Après deux heures et demi de vol, c'est l'arrivée à Séville et son petit aéroport au toit en jolies tuiles bleues vernissées.
Ayant déjà travaillé dans cette ville, je préfère explorer le delta du Guadalquivir; contournement de la ville puis quelques kilomètres après la sortie de celle-ci, prendre la direction "Isla menor", une zone industrielle à priori très peu touristique.
Juste avant d'entrer dans la zone, il y a une toute petite route sur la gauche, repérée sur ViaMichelin...
A partir de là, ATTENTION: durant les 5 heures et demi nécessaires de
route piste pour faire la centaine de kilomètres de ce trajet, je ne verrai absolument PERSONNE; si vous avez des propensions à faire des crises d'angoisse, abstenez-vous et prenez l’autoroute!
Je me retrouve donc rapidement seul avec ma monture, une pimpante Ford Ka de location, qui a bien fière allure au milieux des orangeraies qui bordent la petite route en bon état.

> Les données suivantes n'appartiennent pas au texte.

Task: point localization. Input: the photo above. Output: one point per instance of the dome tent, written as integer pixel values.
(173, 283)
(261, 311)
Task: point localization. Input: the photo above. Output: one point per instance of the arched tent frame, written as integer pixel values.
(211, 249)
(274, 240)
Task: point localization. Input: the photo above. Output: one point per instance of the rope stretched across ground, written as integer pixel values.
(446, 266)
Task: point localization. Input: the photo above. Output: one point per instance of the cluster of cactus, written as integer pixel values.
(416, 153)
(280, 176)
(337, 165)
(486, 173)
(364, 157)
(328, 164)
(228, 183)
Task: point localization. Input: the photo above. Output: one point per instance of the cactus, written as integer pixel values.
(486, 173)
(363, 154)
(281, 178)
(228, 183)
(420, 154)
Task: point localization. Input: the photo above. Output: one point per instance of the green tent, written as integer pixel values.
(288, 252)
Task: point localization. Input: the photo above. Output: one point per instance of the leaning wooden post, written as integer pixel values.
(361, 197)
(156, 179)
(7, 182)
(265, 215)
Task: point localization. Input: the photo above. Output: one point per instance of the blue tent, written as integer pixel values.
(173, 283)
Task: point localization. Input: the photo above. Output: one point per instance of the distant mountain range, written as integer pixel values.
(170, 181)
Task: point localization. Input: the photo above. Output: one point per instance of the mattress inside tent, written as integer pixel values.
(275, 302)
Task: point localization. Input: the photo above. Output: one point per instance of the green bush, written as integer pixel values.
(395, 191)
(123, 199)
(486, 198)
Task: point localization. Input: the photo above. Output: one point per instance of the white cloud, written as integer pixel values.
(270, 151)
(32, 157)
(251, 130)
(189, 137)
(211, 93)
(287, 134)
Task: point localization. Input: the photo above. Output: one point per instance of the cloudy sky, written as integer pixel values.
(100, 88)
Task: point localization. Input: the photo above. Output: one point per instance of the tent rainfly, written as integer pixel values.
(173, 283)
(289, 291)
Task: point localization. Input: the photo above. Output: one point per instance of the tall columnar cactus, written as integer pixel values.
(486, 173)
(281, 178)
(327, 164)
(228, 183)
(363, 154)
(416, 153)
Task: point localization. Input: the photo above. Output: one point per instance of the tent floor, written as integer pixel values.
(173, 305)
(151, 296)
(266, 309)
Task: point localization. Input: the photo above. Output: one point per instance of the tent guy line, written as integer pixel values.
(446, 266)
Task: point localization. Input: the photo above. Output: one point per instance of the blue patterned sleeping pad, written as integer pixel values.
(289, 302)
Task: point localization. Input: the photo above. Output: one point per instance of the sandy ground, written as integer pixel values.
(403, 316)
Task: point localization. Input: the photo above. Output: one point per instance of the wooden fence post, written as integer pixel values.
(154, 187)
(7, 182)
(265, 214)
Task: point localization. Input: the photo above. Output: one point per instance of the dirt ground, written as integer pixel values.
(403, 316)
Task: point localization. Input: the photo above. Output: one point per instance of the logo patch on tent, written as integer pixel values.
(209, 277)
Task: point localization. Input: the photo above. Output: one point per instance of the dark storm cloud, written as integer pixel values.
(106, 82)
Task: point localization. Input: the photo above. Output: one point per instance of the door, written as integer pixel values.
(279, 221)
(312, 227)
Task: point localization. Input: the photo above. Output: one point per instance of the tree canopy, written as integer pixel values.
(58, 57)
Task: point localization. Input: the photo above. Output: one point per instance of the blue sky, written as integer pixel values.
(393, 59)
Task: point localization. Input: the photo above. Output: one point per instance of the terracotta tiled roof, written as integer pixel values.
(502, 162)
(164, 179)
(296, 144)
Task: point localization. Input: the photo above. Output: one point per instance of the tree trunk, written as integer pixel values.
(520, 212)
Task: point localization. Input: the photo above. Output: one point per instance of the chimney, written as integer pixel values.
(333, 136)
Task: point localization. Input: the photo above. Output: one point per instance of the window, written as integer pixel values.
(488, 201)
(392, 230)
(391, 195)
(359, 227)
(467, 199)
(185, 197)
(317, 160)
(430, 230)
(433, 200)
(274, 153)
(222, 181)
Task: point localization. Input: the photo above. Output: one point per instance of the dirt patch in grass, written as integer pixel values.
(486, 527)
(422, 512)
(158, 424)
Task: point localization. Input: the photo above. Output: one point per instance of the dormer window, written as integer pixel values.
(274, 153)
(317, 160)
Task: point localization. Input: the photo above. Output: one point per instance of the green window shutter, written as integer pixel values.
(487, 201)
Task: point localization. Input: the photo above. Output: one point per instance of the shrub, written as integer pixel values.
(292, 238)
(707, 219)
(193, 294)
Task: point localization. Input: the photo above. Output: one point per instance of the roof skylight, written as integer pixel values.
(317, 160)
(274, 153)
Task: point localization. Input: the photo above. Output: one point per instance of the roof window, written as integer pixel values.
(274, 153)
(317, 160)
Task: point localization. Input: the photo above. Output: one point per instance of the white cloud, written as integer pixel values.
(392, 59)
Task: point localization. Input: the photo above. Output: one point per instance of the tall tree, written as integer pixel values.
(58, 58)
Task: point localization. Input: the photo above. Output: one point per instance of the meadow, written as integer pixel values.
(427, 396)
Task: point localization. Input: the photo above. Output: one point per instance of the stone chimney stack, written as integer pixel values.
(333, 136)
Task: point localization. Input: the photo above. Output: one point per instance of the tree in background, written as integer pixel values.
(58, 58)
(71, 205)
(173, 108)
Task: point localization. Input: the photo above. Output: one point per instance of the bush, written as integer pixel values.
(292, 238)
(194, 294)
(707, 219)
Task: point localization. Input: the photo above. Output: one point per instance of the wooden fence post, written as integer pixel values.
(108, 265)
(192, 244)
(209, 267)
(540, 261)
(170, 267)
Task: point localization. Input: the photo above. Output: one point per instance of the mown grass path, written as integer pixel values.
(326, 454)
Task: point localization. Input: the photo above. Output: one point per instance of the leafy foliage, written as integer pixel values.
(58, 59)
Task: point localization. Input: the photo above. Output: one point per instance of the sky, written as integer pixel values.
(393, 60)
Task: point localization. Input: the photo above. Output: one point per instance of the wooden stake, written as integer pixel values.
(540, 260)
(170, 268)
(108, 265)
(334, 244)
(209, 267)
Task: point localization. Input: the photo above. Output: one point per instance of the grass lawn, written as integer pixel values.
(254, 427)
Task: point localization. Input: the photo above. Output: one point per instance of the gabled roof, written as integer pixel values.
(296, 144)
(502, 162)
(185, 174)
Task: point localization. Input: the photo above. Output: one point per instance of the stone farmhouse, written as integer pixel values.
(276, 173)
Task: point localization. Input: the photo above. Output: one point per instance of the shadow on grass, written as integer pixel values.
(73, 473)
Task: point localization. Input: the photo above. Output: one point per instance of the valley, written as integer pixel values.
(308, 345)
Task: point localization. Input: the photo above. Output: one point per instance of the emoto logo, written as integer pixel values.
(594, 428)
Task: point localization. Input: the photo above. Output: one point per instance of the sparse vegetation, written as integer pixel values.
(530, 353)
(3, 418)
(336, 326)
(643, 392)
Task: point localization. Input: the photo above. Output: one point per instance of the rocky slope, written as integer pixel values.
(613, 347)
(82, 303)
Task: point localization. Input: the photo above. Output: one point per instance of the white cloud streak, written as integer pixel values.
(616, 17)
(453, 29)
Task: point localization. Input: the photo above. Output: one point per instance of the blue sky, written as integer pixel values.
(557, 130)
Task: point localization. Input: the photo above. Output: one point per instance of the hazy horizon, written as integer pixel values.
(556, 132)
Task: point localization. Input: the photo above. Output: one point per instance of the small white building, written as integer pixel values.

Les dix premiers kilomètres offrent un paysage bien caractéristique; à gauche de la route, les orangeraies, à droite, le Guadalquivir, un très large fleuve dont l'aspect boueux retire toute velléité de baignade...
En fait, quand je dis que je suis seul, c'est un mensonge car je m'aperçois que je suis constamment sous surveillance depuis les lignes haute-tensions qui alimentent la zone industrielle entre-aperçue auparavant...
Les orangeraies laissent peu à peu place à une zone semi-désertique, semi-marécageuse; c'est cette région qui s'appelle 'Isla menor" à proprement dit.
Les marécages se transforment rapidement en rizières s'étendant à perte de vue...
Au milieu des champs immergés, semblant directement surgir de "La mort aux trousses", un avion d’épandage est en train de cuire au soleil...
A droite de la route, le Guadalquivir est toujours là, chargé d'alluvions.
On y pêche avec des petits bateaux mais des grands filets...
Encore quelques kilomètres et je tombe sur le quartier général des "observateurs": un lieu hors du temps et de l'espace qui vous projette au fin fond d'un Western mexicain!
Impressionnant, d'autant que je suis à plus d'une heure de toute présence humaine...
Un peu plus loin, une autre église abandonnée marque la fin de la route.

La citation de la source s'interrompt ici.